With so many recreations of classic synthesizers available in software these days, it’s easy to be skeptical about the need for yet another one. But this time Arturia weren’t content to leave well enough alone. Prophet V marries the Prophet 5 with the Prophet VS and adds an innovative hybrid mode that is truly the best of the analog and digital worlds.


Virtual synthesis, indeed: Arturia’s soft synth emulation even looks like an analog synth. Squint at your screen and you might believe you have physical gear in your studio. Can it deliver enough analog/digital sound creation goodness to merit installing yet another soft synth? CDM’s resident analog aficionado and synth reviewer Lee Sherman investigates.

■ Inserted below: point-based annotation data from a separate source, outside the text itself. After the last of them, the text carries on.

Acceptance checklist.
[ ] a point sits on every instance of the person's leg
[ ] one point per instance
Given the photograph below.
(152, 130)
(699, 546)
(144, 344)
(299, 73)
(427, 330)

Prophet Among Synths: The History

As synths go, there is just one instrument that approaches the reverence accorded the Minimoog and that’s the Sequential Circuits Prophet 5, the earliest polyphonic analog synth. The father of the Prophet 5, Dave Smith, delivered another advance with the arrival of the Prophet VS, a digital synth that introduced vector synthesis — a means of producing evolving sounds by cross-fading between different waveforms.

Both Prophets had a characteristic and powerful sound. That sound that defined the hits of the 80s, at least until the Yamaha DX7 and its accompanying FM synthesis came along.

Arturia is well-known amongst synthesists for its recreations of the Minimoog, Moog Modular, Yamaha CS80, and the ARP 2600. Now it has applied the magic found in its true analog emulation (TAE) engine to the Prophets.